Most people associate Chuck Hull with the invention of 3D printing, but the history of 3D printing technology actually has a slightly more complicated past. Just as Edison took the credit for electric power generation, leaving Nikola Tesla hanging on his coattails, others were involved in developing 3D printing before Hull turned up. However, without Chuck Hull, modern 3D printers would not have become commercially available, so he undoubtedly played a significant role in 3D printing history.
The First Person to Come Up with a Stereolithography Concept Is Not Who You Think
Today, 3D printers are used in a wide variety of industries, such as the medical, dental, and aerospace industries. 3D printing is even starting to be used for online casino games. For instance, online casinos may soon enable you to print out 3D bingo cards. The world is rapidly changing through the opportunities 3D printing is bringing.
You may think of 3D printing as a very modern invention. However, the first mention of the concept of 3D printing was actually mentioned way back in 1974 by David E. H. Jones, who wrote a regular column for New Scientist under the pen name of Daedalus. His column was full of wonderful and whacky inventions, and you will be glad that most never saw the light of day. But one of his concepts was for the kind of stereolithography techniques that are used in modern-day 3D printing.
The First Person to Apply for a Radio Prototyping Patent Should Have Paid More Attention
In 1980, a Japanese lawyer became the first person to apply for a patent for Rapid Prototyping technology. However, Dr. Hideo Kodama was denied his application because he had missed the deadline. Seeing as Dr. Kodama was actually a patent lawyer, he has only himself to blame.
The First Successful Patents for 3D Printing-related Technology
Four years after Kodama’s attempt to patent the technology, two engineers from France, Alain Le Méhauté, and Olivier de Witte, began to develop stereolithography. They filed a patent, but it was denied. Bizarrely, the reason given was their concept lacked from a business perspective.
Also in 1984, the American businessman Bill Masters filed a patent for a Computer Automated Manufacturing Process and System, the first successful 3D printing patent in history. It was one of three patents that Masters obtained that outline the foundations of 3D printing systems that are used to this day.

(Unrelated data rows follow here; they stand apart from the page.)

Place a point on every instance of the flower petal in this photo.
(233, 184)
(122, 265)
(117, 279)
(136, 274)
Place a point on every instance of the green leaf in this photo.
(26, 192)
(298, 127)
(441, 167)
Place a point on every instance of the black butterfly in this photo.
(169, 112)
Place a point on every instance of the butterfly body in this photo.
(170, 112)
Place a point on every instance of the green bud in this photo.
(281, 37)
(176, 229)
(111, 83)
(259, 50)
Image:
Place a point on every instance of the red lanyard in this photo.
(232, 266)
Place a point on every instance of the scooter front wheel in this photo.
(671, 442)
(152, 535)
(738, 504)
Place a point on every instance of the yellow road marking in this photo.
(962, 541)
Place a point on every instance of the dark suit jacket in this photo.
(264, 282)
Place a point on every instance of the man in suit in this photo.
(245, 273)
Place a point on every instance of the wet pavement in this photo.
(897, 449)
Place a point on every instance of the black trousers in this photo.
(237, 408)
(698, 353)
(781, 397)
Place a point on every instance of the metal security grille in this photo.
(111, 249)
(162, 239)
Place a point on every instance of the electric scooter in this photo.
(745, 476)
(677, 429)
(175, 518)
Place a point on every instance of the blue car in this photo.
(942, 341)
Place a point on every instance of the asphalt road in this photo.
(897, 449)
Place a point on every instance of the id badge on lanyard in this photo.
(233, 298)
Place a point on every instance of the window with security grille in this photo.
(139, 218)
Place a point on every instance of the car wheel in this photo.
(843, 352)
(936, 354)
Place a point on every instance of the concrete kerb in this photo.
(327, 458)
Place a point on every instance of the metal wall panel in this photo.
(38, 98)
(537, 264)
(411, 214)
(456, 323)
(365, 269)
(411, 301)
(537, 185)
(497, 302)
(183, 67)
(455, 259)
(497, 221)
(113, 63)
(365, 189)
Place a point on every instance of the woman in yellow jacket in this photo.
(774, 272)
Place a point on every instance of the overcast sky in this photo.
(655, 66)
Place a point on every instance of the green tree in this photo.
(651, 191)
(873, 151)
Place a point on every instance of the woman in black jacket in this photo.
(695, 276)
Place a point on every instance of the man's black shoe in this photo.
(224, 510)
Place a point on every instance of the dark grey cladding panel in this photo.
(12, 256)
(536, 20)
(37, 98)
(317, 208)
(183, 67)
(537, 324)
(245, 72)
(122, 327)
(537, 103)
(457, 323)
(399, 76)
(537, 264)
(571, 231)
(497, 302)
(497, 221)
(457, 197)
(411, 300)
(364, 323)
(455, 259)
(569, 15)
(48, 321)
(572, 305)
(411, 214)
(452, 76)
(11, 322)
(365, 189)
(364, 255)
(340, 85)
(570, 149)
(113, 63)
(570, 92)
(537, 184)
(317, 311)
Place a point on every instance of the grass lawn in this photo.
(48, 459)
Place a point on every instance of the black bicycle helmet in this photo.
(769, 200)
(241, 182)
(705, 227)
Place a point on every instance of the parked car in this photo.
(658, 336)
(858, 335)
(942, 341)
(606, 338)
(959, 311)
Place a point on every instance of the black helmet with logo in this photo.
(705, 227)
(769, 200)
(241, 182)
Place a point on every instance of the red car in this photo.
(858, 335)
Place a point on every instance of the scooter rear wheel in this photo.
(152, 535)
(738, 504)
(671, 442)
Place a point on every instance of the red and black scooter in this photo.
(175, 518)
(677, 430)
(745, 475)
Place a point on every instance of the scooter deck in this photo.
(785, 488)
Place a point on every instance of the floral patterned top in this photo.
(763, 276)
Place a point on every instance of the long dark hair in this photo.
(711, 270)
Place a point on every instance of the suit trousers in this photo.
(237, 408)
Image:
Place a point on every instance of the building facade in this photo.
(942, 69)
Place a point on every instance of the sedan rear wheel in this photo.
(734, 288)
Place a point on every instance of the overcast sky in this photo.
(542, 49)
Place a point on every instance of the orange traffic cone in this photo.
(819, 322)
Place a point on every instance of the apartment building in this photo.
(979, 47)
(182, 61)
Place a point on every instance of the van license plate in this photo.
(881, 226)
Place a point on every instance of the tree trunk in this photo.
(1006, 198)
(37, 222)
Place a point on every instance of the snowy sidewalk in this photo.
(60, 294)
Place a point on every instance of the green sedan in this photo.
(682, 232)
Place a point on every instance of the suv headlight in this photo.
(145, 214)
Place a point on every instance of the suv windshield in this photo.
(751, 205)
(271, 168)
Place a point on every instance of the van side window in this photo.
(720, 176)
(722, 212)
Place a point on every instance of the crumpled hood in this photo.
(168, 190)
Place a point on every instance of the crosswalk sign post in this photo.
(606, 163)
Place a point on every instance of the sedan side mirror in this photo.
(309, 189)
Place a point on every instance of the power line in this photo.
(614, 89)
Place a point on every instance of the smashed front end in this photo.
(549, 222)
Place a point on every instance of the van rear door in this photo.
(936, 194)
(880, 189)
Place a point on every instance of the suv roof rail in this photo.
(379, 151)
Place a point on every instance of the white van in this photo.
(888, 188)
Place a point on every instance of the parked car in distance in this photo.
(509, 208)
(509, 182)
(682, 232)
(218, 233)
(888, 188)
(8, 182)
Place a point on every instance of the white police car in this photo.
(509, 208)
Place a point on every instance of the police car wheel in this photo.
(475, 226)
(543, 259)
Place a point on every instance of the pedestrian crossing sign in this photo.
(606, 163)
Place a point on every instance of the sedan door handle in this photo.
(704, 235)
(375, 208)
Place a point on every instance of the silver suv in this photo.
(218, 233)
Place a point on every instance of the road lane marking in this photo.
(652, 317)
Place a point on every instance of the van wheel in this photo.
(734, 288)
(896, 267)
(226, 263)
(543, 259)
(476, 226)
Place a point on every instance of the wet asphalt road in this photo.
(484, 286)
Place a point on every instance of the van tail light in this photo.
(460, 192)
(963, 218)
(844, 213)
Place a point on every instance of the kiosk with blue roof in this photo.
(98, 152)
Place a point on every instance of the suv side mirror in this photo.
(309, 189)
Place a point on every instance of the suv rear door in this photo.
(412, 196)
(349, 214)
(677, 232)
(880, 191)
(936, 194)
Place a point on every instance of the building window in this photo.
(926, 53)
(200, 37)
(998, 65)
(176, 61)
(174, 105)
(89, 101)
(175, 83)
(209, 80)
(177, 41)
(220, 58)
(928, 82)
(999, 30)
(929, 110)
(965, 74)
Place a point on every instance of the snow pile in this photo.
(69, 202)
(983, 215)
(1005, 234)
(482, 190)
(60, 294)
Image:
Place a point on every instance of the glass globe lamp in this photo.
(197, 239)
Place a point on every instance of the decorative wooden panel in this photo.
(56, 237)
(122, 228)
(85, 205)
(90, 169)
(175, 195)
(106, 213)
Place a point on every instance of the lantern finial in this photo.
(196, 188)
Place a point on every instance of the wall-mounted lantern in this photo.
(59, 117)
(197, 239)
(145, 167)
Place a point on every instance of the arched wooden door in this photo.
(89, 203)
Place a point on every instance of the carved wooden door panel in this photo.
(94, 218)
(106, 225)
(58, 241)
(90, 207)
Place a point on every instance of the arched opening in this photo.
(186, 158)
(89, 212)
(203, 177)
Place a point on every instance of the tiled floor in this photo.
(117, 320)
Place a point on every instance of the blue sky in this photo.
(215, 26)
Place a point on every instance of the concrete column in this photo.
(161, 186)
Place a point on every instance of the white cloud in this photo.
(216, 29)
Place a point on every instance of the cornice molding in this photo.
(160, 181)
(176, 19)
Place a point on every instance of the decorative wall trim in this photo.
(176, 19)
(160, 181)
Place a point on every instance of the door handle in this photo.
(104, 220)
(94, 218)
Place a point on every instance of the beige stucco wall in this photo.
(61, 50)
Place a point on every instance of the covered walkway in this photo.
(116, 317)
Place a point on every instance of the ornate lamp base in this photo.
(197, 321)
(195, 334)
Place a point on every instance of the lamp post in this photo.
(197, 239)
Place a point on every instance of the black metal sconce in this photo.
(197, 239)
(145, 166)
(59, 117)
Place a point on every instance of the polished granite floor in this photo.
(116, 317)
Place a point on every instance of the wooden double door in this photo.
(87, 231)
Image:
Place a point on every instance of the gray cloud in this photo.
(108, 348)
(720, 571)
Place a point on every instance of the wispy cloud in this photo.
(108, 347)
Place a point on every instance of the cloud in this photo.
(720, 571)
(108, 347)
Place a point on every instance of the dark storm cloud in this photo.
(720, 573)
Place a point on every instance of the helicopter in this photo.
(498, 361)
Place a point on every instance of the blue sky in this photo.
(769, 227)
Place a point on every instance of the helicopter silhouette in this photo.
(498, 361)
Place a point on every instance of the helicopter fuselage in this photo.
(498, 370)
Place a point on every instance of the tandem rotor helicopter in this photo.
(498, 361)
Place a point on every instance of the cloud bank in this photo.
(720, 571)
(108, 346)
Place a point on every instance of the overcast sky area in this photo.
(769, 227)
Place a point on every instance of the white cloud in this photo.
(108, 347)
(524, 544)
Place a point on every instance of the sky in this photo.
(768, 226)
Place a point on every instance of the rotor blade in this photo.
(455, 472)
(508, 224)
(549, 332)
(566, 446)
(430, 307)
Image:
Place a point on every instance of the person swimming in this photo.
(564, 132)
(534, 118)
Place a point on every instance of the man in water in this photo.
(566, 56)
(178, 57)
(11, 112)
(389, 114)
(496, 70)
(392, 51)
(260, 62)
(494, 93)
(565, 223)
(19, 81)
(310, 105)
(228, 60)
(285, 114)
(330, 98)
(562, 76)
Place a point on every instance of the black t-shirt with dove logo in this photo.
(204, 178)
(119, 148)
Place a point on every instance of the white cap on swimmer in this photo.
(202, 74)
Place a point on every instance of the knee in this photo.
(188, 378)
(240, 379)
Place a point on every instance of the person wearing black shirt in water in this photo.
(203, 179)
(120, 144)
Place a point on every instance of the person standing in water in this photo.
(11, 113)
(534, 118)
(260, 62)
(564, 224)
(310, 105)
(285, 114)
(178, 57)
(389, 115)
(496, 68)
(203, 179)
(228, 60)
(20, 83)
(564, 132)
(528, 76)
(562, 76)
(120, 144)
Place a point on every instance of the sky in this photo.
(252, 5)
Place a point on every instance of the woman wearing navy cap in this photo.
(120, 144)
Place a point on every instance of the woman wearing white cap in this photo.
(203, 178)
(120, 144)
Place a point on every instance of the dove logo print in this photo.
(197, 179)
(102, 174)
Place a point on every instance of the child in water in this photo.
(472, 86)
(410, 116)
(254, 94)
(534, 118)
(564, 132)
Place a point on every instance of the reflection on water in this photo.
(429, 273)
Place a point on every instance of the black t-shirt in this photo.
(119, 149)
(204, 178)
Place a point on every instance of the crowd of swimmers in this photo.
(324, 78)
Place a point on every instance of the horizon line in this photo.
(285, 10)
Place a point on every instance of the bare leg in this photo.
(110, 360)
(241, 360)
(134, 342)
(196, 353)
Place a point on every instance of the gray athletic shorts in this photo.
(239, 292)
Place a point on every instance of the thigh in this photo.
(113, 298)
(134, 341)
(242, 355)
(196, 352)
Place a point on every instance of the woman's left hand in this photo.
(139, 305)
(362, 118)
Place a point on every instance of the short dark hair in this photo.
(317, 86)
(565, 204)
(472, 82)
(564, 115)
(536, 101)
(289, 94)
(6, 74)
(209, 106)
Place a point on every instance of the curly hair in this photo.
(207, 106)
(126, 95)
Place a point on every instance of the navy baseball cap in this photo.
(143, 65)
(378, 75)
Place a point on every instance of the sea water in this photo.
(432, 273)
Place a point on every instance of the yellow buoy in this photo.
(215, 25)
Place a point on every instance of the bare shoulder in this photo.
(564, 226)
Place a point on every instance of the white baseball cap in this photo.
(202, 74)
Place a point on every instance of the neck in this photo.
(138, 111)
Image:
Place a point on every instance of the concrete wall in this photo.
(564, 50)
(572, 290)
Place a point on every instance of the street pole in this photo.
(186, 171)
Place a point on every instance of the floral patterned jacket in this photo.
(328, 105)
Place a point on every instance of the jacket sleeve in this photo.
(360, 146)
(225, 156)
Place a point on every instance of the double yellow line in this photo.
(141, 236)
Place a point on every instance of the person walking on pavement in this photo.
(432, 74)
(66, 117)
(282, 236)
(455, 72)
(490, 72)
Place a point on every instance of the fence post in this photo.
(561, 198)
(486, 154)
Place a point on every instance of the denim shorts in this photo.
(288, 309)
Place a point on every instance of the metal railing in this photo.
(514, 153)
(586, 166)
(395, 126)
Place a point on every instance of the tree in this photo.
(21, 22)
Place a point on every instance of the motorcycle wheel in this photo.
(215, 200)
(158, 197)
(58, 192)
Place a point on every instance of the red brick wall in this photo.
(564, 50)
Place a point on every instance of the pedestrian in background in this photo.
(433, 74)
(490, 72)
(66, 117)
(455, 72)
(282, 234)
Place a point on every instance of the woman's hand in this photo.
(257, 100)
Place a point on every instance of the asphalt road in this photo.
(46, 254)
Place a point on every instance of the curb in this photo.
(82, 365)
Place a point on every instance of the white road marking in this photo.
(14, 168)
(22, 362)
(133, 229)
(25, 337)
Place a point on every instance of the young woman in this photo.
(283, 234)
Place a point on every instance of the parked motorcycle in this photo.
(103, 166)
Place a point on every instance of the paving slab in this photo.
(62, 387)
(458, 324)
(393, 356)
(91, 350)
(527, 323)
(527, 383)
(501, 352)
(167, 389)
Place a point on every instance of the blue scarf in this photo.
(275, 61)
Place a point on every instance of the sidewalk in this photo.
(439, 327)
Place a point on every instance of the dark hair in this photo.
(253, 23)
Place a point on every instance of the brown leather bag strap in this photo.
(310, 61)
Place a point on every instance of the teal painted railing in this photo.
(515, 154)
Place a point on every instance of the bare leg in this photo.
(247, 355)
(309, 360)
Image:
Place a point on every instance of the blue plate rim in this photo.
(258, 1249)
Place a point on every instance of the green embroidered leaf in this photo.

Only weeks after Bill Masters filed his patent; Chuck Hull filed his own patent for a stereolithography fabrication system that includes added layers by using ultraviolet light lasers to cure photopolymers. His major contribution to the modern 3D printing process was the stereolithography file format and the infill and digital slicing strategies commonly used in 3D printing today. Therefore, Chuck Hull has become generally regarded as the godfather of 3D printing. In 1986, Hull’s company 3D Systems Corporation launched the first commercially-available 3D printer, the SLA-1.
Hull and his predecessors are not the only ones who contributed to the invention of modern 3D printers. Most of today’s 3D printers, especially consumer and hobbyist models, use fused deposition modeling technology, which is a specific type of plastic extrusion application. S. Scott Crump developed the technology. He marketed the first FDM machine through his company Stratasys in 1992.
The Further Development of 3D Printing
During the 1990s, Stanford and Carnegie Mellon University created new material deposition techniques, such as micro-casting. Along with new sacrificial and support materials, new object-geometrics were able to be created by 3D printers. The 1990s also saw a company called Solidscape launch a high-precision polymer jet fabrication system containing soluble support structures, and the Fraunhofer Society developing a selective laser melting process. As various additive processes matured over the 2000s and 2010s, 3D printing machines started to resemble those of modern times.